One school we’ve never seen at No. 1 in the Orange County girls basketball top 10 is Fairmont Prep … until this week.

Fairmont Prep is No. 1 in the county girls basketball rankings. It’s the first time a Fairmont Prep team has been on top of any O.C. sports top 10.

The Huskies (11-2) lived up to the ranking Thursday. They beat Brea Olinda, 60-52, in overtime at the Nike Tournament of Champions in Phoenix.

It’s not like Fairmont came out of nowhere to get to No. 1. The Huskies were No. 2 in the ocvarsity.com preseason top 10, behind Brea Olinda, which lost a couple of games recently, including one to No. 4 Sonora.

Last season, the Huskies were placed in the CIF-Southern Section’s elite Open Division. It didn’t go well for them. They lost to eventual finalist Long Beach Poly, 61-13, in the first round and went into the Open Division’s consolation bracket in which they lost to Alemany of Mission Hills, 54-50.

A couple of things to keep in mind about that: Fairmont, a private school in Anaheim, has an enrollment of 519; Poly’s enrollment is 4,470, Alemany’s is 1,328.

Fairmont has won several league championships over the past dozen years, so the program has experienced success.
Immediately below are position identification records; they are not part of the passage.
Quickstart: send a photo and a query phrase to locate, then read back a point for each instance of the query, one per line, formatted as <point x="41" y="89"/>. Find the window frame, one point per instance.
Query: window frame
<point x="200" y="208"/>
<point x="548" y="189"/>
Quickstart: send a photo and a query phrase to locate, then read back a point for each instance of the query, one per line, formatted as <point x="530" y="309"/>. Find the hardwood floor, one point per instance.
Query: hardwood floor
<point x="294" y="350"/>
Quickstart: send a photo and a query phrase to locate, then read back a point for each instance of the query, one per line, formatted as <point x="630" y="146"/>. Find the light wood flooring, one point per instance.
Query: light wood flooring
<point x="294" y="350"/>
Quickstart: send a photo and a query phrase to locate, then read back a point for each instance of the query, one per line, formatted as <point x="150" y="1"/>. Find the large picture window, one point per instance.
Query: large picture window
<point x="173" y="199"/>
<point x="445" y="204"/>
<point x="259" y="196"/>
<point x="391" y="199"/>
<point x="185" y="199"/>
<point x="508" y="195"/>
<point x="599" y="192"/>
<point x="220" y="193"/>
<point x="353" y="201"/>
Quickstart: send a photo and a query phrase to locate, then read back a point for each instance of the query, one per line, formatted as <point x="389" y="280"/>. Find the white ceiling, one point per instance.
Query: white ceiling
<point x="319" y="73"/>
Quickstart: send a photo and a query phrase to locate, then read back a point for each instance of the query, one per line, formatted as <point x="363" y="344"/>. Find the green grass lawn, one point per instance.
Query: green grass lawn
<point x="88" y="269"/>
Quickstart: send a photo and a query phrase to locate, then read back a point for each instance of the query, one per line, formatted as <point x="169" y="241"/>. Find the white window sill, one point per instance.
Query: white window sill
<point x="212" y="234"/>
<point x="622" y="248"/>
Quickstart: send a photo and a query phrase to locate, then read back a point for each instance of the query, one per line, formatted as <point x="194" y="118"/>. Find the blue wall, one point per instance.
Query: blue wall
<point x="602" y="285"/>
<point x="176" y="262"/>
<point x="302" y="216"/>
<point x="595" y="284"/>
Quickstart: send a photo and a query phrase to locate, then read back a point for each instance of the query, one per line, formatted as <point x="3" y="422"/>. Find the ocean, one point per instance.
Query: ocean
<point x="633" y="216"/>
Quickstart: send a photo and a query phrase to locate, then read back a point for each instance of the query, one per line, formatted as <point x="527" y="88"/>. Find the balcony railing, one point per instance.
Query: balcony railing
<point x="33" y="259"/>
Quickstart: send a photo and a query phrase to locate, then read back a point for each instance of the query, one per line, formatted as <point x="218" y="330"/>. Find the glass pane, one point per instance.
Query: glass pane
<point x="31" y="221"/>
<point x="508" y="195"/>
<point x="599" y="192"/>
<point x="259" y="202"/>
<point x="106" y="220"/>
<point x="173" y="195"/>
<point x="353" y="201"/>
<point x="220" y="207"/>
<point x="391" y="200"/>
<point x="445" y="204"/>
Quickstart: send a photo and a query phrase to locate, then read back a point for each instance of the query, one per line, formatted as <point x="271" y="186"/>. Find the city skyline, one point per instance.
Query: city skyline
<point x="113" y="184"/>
But this could be the best season yet.

“It’s a process,” said Fairmont coach Dave Esparza, in his 14th season as Huskies head coach after serving as an assistant coach for seven years. “We’re adding one or two pieces at a time and getting the student-athlete that wants to get a great education and play competitive basketball.”

Fairmont Prep has scoring balance. Senior Cierra Hall, who signed with UC Davis, is averaging 16 points a game. Another senior, Tristen Rollon, is scoring 13 points a game. Sophomore Ally Yamada has been a solid contributor, too. Esparza said the team will be even stronger once Anjali Ghadi, a junior transfer from Woodbridge who was Pacific Coast League MVP last season, becomes eligible on Jan. 2. (Transfers who do not make a change of address that would make them immediately eligible must sit out the first month of their season of sport before becoming eligible.)
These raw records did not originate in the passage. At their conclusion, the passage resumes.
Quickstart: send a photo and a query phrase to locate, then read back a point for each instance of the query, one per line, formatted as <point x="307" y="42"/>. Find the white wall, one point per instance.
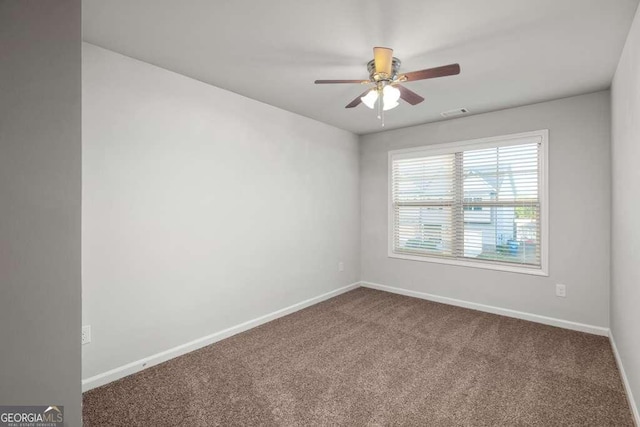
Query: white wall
<point x="40" y="163"/>
<point x="625" y="201"/>
<point x="579" y="179"/>
<point x="202" y="209"/>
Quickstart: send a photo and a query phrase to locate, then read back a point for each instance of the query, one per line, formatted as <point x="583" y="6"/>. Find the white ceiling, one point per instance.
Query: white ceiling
<point x="512" y="52"/>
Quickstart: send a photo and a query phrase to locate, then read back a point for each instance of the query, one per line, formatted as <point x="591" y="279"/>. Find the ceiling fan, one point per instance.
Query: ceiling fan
<point x="387" y="90"/>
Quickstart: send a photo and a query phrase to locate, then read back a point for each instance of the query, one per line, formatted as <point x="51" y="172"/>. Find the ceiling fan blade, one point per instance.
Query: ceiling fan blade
<point x="357" y="101"/>
<point x="322" y="82"/>
<point x="430" y="73"/>
<point x="410" y="96"/>
<point x="382" y="57"/>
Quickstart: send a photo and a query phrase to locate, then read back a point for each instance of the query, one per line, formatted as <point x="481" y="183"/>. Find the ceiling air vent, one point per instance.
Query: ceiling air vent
<point x="455" y="112"/>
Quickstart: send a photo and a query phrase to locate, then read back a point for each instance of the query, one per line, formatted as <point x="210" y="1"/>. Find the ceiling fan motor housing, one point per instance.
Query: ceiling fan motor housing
<point x="383" y="77"/>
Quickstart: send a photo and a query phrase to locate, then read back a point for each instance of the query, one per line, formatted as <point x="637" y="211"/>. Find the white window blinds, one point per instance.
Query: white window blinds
<point x="478" y="203"/>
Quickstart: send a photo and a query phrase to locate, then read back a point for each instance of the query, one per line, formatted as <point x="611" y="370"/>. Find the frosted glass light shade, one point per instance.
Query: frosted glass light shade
<point x="370" y="98"/>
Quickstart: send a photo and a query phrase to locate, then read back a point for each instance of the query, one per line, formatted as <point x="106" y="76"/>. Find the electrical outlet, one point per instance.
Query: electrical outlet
<point x="86" y="334"/>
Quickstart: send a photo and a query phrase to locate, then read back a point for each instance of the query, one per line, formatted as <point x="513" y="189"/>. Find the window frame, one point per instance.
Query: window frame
<point x="541" y="136"/>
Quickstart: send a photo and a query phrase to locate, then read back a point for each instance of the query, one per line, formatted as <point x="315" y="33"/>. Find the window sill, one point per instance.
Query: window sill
<point x="482" y="265"/>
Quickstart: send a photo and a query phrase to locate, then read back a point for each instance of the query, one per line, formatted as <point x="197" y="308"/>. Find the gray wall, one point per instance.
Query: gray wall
<point x="625" y="201"/>
<point x="40" y="162"/>
<point x="202" y="209"/>
<point x="579" y="177"/>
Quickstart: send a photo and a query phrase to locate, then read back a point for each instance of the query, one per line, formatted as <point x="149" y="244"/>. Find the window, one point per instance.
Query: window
<point x="478" y="203"/>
Fairmont is competing against bigger schools, and beating them, too. The Huskies coaches are frequently reminded, though, that Fairmont still is a smaller school.

“We drive the van, we tape the ankles, we get the water,” Esparza said, mentioning some of the duties he is responsible for in addition to coaching the team. “And we love doing it.”

Taking a look around Orange County high school sports:

• St. John Bosco football assistant coach Mike Crawford has returned to Orange Lutheran as its offensive coordinator. Crawford, who coached running backs at Bosco, previously was head coach at El Dorado. He was a standout receiver at Lutheran in the 1990s.

• San Clemente’s football team finished second, behind Mission Viejo, in the South Coast League and went on to win CIF section and state championships. That happened to Santa Margarita, too, in 2011, when the Eagles finished second to Servite in the Trinity League then won CIF section and state championships.

• Mater Dei beat Santa Margarita in 2011. Mater Dei beat a state champion this year, too, when the Monarchs defeated CIF State Open Division champion St. John Bosco in a Trinity League game in October.

• That one-town-one-team stuff that San Clemente pushes is legit. The city’s victory parade for the team on Wednesday proves it.

• The CIF-SS office had the right teams in the right divisions, for the most part. There will never be a perfect season in which every team is in the correct division.

• The Register’s All-Orange County football team will be posted at ocvarsity.com Friday evening and in the OC Varsity section that is part of the Register print edition on Saturday.

• The Sunset League has experienced some turnover in its football coaching ranks in recent seasons, making Marina’s Jeff Turley second in seniority when he coaches the Vikings for his fourth season in 2017. Newport Harbor’s Jeff Brinkley is the leader. The ’17 season will be his 32nd coaching the Sailors.

• The Sunset/Trinity Baseball Challenge returns for a second year in January and February. The games are in the offseason, so they won’t count on the teams’ 2017 records. The games: Santa Margarita at Los Alamitos, Jan 21, 10 a.m.; Servite at Fountain Valley, Jan, 21, 10 a.m.; St. John Bosco at Huntington Beach, Jan. 27, 3 p.m.; Orange Lutheran at Edison, Feb. 1, 3 p.m.; Mater Dei at Newport Harbor, Feb. 4, 1 p.m.; and Marina at JSerra, Feb. 15, 5:30 p.m.